As we end this year’s Torah Cycle, I wanted to share a thought from last year (October 18, 2022):
How to love yourself!
Adapted from an article written by Sylvia Smith on Marriage.com
Upon reflecting on what I’ve learned this past year (5782) in reading the Torah- and reading my life, the lesson has been around “Unrequited Love.” Thank you to many in my life for helping me codify this lesson. I have been surrounded most of my life by unrequited love. But in reality, that’s because when I look within, I have not requited the love of myself.
People have made comments about how happy I look in the pictures I’ve been posting lately. And there is a reason. It’s because I am. This past year I’ve learned a ton about myself, and I’ve been falling in love with myself. This is the first of a few parts on what I’ve learned along the way. And wanted to share them with you. This is my Tikkun Olam. There will be 25 ways to love ourselves – but this is the first 10:
1. Listen to your loved one – ourselves
When we learn how to listen to our body, our mind, our soul, we are opening another dimension of intimacy. After all, everyone wants to be heard with undivided attention. Our bodies, minds and souls are communicating with us; we just get so distracted from external sources we don’t spend a lot of time listening.
2. Don’t judge – ourselves.
Be sure to offer understanding and compassion to our own body, mind and soul. Open our minds and release the judgments while talking to ourselves.
3. Be selfless – when it comes to ourself
When we learn how to love ourselves with out any sense of selfish motives (like what we think we might get out of it) but because of just who we are, we draw closer to ourselves. It is then that we can begin to understand what true love is.
4. Forgive easily
If we are holding grudges with ourselves – through guilt, shame and regret for things we’ve done for a long time, we will never learn how to love ourselves.
If we are holding on to anger or resentment towards ourselves, we are obstructing ourselves from true unrequited love for ourselves.
Loving ourself deeply means that we can easily move on and forgive from mistakes we’ve made.
The Hawaiian Honopono Prayer https://graceandlightness.com/hooponopono-for-forgiveness/ (thank you Sarah Hudgings for introducing me to this) is a great way to forgive ourselves for the way we’ve treated ourselves over our life time.
5. Believe in yourself
At 50, so many people I have spoken with seem to have one thing in common when talking about past broken relationships. One thing.

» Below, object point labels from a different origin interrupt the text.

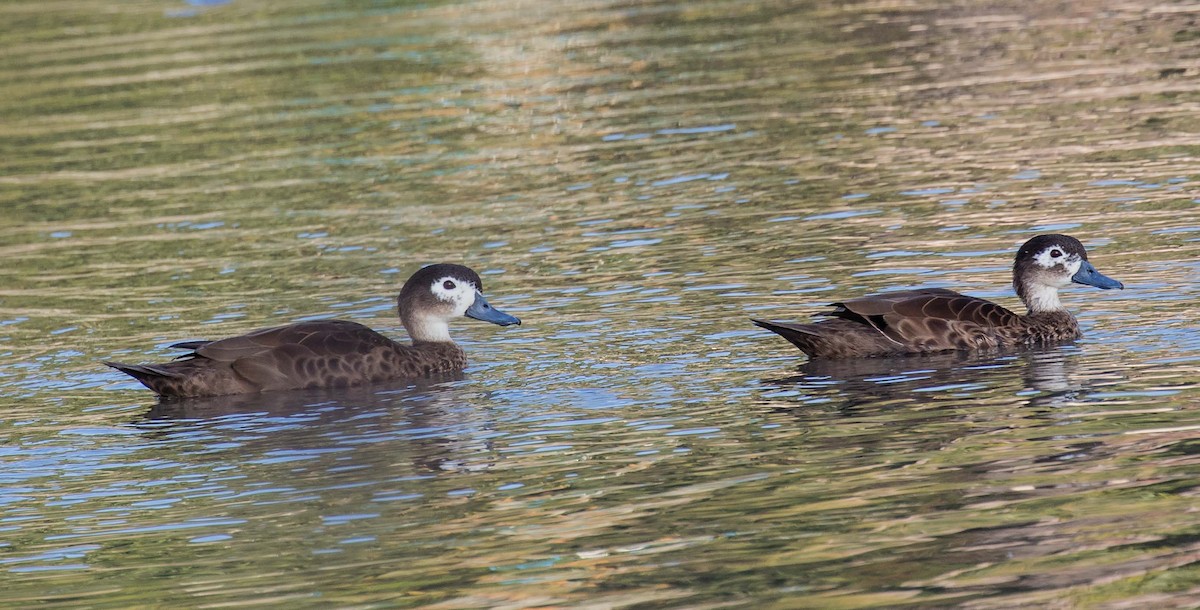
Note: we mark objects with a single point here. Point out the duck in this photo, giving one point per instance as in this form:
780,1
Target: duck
333,353
937,320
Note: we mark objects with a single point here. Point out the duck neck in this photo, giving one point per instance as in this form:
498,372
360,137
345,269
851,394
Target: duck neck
426,329
1038,298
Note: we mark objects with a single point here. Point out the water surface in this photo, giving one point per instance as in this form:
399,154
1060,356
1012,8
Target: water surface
634,180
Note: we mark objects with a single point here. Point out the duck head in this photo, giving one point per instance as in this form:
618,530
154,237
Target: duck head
1047,263
438,293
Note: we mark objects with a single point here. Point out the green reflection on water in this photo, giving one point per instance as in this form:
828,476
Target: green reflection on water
634,180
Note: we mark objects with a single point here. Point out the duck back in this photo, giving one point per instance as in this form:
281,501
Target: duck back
311,354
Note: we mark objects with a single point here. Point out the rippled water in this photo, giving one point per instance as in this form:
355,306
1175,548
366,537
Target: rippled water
635,180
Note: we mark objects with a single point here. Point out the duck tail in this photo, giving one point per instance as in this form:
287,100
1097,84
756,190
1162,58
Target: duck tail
803,336
157,378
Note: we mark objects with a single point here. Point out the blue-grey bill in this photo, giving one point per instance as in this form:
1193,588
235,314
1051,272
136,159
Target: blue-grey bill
1090,276
481,310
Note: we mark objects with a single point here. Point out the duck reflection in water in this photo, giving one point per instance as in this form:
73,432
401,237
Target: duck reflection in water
432,424
1039,377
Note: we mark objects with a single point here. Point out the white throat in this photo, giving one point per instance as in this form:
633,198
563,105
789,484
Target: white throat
1042,298
430,329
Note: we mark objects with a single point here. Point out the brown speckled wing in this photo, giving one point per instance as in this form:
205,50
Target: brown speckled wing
297,356
931,320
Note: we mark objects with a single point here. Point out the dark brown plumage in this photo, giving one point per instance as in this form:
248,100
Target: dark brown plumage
331,353
936,320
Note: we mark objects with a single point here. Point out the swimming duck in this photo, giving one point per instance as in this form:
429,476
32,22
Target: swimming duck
333,353
936,320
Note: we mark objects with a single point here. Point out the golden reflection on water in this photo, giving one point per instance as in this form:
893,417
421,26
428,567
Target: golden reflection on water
634,180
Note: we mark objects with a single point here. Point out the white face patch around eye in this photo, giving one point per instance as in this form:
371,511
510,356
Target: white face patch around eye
1047,259
457,292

We didn’t trust our instincts. We didn’t believe in ourselves. We gave our power and sovereignty away. To a person (myself included) – we wish we could go back and say – “this. This moment? This is the moment to fully trust yourself.
This is the gift that we give ourselves. To love ourselves. We are there to show our selves. Our minds. Our bodies. Our souls. To show ourselves our value when those parts of us cannot see it within us.

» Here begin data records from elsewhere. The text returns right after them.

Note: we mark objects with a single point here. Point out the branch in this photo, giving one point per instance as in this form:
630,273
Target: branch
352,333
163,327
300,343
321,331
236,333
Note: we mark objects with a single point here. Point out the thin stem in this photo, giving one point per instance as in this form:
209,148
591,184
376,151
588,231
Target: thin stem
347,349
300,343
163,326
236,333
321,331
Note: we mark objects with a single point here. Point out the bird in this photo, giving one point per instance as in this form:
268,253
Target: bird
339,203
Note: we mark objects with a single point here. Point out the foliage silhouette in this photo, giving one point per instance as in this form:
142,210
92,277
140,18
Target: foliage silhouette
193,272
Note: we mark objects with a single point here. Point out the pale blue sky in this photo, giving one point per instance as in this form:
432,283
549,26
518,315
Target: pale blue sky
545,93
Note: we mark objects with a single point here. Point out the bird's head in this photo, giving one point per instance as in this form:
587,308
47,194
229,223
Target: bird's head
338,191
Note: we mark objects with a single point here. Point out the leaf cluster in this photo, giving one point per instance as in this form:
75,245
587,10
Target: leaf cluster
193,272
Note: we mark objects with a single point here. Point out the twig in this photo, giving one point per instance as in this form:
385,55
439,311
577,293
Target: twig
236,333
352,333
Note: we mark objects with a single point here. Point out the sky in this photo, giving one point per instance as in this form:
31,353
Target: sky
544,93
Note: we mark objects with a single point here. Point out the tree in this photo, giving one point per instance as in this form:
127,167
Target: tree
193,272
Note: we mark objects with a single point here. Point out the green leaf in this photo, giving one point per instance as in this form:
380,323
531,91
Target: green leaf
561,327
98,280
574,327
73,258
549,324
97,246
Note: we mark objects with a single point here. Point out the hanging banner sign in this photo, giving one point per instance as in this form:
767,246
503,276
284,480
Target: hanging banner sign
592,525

If we encourage and show trust for ourself – for our inner loved one- remember that the goodness of our actions will resonate inside of us and charge us like a battery with an unending source.
6. Be loyal
We choose others because we believe that they are the one. However, if we do not believe WE are the one and we aren’t loyal to our authentic selves, if we aren’t supportive of our inner selves – it will likely result in sacrificing ourselves for others.
The article this was sourced from points out that “One act of cheating or infidelity can ruin your relationship for never to heal again.”

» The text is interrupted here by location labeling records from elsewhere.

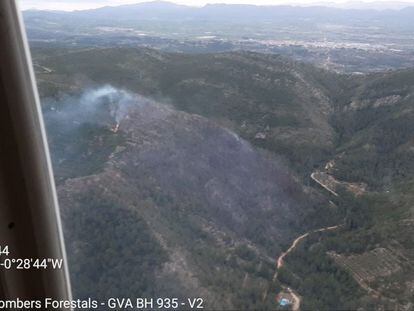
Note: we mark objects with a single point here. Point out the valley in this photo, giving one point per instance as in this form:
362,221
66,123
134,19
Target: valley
213,158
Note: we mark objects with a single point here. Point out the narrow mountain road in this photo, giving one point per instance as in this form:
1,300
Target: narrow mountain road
280,263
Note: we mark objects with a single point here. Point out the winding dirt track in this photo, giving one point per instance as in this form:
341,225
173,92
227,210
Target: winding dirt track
280,263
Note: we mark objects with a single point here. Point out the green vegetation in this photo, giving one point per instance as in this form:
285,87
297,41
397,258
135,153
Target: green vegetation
305,115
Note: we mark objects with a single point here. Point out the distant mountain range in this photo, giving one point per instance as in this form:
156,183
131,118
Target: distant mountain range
161,10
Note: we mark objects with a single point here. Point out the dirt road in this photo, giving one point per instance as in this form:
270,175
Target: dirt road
280,263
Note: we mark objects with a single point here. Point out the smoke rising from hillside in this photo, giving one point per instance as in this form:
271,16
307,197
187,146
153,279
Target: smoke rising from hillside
104,106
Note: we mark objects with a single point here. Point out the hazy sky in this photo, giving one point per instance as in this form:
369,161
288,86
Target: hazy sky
69,5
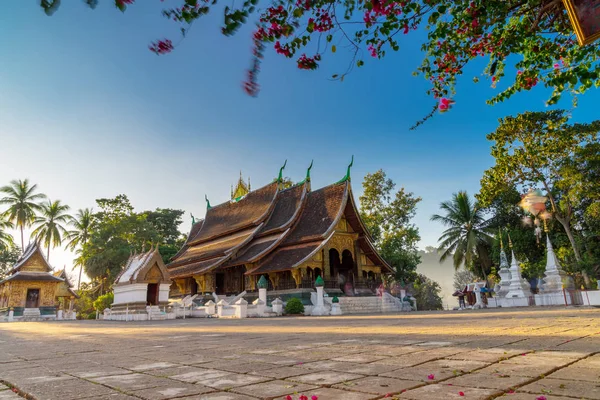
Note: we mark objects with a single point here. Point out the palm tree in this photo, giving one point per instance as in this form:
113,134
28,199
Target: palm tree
467,234
22,201
82,224
6,239
50,228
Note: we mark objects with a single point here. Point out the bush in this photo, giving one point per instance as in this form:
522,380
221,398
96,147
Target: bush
294,306
104,301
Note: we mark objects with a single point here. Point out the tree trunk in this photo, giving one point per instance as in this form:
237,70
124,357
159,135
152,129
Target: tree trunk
567,227
79,280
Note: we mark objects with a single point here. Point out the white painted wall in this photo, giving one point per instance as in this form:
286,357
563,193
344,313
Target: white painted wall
136,292
163,292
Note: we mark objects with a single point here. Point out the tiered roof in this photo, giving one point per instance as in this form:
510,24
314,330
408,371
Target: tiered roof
275,228
138,266
32,266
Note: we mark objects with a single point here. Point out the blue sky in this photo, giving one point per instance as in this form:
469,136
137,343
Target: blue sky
87,111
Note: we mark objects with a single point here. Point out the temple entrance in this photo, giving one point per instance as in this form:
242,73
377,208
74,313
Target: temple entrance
152,294
33,298
193,287
220,283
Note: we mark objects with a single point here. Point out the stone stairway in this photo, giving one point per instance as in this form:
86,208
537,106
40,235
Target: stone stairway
369,305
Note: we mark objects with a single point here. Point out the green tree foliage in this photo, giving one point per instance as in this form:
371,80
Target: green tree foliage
6,239
427,293
542,150
82,224
22,201
51,224
8,257
118,231
525,43
103,302
467,237
387,215
294,306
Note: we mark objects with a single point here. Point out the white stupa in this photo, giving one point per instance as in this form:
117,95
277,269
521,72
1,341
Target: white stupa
504,273
518,287
554,276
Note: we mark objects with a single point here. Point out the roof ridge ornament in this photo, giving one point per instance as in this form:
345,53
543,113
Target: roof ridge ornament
347,177
280,177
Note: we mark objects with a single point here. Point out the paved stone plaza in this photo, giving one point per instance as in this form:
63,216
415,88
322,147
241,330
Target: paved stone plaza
520,354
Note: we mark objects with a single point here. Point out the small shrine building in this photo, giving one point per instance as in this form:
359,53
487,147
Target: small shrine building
144,281
289,235
32,288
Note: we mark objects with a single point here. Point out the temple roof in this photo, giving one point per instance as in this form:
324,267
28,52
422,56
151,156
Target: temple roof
275,229
32,258
138,265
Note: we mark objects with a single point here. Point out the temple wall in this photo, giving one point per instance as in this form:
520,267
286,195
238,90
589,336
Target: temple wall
17,293
132,293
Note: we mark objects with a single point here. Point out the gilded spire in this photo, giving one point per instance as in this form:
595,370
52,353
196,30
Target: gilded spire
347,177
280,177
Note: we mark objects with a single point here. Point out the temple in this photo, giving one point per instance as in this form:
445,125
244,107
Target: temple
33,291
288,235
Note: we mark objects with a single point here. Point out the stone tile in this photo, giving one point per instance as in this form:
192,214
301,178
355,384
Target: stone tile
488,381
360,358
323,365
280,372
173,390
200,374
9,395
561,387
232,380
61,390
219,396
378,385
98,370
325,377
504,368
577,374
236,366
440,369
443,391
151,366
336,394
131,382
273,389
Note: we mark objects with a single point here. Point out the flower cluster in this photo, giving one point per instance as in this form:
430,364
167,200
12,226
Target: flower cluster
161,46
305,62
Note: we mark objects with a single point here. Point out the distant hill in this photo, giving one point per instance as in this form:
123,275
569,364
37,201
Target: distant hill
441,273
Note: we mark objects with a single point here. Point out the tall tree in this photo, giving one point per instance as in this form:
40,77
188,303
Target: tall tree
530,150
388,217
22,204
51,224
8,257
467,237
82,224
6,239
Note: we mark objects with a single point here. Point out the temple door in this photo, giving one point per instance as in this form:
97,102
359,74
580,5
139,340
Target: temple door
33,298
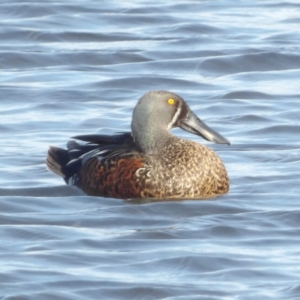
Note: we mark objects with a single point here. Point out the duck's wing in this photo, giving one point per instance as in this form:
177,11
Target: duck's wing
68,162
102,139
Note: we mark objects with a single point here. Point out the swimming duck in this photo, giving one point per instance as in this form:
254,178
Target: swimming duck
149,161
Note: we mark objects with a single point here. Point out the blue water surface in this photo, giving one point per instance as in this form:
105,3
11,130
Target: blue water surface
79,67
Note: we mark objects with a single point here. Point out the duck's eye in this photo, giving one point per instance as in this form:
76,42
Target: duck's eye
171,101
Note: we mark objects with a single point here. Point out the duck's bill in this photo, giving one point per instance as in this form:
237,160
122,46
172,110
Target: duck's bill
194,125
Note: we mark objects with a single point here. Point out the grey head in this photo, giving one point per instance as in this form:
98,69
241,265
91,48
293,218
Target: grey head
157,112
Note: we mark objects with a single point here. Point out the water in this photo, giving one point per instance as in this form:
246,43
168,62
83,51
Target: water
70,68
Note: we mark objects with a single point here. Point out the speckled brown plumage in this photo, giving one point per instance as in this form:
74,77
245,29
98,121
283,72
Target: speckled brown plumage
159,165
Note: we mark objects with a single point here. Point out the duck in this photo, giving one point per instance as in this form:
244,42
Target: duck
149,161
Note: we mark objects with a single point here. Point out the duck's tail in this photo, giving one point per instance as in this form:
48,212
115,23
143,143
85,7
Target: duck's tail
56,161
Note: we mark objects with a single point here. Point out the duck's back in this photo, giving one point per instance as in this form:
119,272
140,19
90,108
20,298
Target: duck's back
184,169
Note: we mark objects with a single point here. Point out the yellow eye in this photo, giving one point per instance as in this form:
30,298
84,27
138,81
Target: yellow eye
171,101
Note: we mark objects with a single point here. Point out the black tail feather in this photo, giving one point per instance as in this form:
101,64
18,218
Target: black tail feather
56,161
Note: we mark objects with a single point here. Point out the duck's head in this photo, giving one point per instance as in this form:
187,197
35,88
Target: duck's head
157,112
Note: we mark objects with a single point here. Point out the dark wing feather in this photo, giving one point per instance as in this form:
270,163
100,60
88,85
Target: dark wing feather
67,163
119,138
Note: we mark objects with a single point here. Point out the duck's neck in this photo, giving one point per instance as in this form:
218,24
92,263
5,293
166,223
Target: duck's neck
151,139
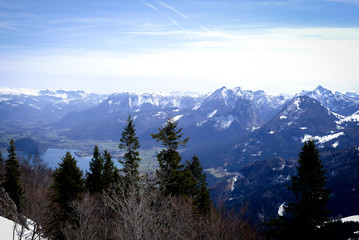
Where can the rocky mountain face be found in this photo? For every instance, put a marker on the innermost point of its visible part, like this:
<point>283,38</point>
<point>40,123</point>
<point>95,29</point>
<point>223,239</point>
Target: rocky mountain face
<point>228,127</point>
<point>250,138</point>
<point>261,186</point>
<point>43,106</point>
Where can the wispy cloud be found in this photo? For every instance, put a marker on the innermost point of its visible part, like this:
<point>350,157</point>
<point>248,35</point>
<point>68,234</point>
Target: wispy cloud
<point>173,21</point>
<point>344,1</point>
<point>173,9</point>
<point>150,5</point>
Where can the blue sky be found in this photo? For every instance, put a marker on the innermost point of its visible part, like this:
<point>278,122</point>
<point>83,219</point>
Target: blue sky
<point>183,45</point>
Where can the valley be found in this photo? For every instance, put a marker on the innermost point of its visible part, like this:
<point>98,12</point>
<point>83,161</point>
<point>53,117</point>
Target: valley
<point>244,139</point>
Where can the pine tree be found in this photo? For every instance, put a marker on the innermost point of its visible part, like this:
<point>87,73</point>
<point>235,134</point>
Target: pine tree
<point>67,187</point>
<point>94,178</point>
<point>2,169</point>
<point>198,190</point>
<point>110,172</point>
<point>12,184</point>
<point>170,174</point>
<point>303,218</point>
<point>68,183</point>
<point>129,143</point>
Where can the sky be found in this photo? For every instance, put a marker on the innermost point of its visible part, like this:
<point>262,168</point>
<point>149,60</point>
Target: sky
<point>147,46</point>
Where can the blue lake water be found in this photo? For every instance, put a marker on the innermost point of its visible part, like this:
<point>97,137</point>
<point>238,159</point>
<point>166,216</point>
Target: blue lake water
<point>53,157</point>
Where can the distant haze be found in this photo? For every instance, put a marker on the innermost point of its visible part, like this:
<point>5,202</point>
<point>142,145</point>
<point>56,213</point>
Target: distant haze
<point>164,46</point>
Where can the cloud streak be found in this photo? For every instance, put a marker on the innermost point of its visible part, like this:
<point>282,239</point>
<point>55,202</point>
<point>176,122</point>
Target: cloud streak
<point>173,9</point>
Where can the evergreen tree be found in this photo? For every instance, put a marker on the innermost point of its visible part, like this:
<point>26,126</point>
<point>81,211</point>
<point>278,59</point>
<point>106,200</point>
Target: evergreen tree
<point>199,191</point>
<point>304,218</point>
<point>110,172</point>
<point>12,184</point>
<point>129,143</point>
<point>94,178</point>
<point>68,183</point>
<point>2,169</point>
<point>170,174</point>
<point>66,187</point>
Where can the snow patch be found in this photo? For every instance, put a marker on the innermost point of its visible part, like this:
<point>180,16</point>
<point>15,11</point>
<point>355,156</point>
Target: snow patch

One act of not being in line with our values will make it that much more difficult to heal again.
We may not heal that OTHER external relationship when infidelity is involved. But when we aren’t loyal to ourself? That can be healed. See #4 (Forgive yourself) above.
7. Tell ourselves why we love ourselves every day
We often think that we don’t need to be emotionally expressive, but “I love you” is a powerful statement. Use it to nurture our love for ourselves. Journal each day – even if we just say “I love you.” Look in the mirror each day and tell ourself “I love you.”
Still wondering how to love yourself?
Tell yourself all the possible reasons you love yourself – personally in a conversation with yourself, write yourself a letter, journal; whatever works – and see the magical results in your relationship with yourself
8. Accept our mistakes
We are all humans, and we make mistakes.
Make sure to hold ourselves accountable for your improper behavior towards ourselves and admit when we are wrong. When we don’t trust ourselves. When we aren’t loyal to ourselves.
This pairs with forgiveness. Accept those times we didn’t love ourselves. Acknowledge it; forgive ourselves – and then “begin again.” Repeat.
Doing so will encourage us to continue to do this more, which in turn will make our relationship with ourselves grow in health with time.
9. Apologize
Many people think that “I am sorry” is the hardest word to say. It shouldn’t be.
It’s hard to say it to someone else for sure. But no one considers how hard it is to say to ourselves.
To ask ourself for forgiveness.
In the process of learning how to love ourselves, we will make mistakes and learn not to repeat them on the way. Sometimes that will take longer. Sometimes it will only take once.
Apologize. Accept the mistake. Forgive ourselves. Repeat.
10. Love ourselves for who we are
How to love ourselves deeply?
There is no better way than to love ourself the way we are and accept ourself totally—this way; we give room to our inner selves to grow and become a better person.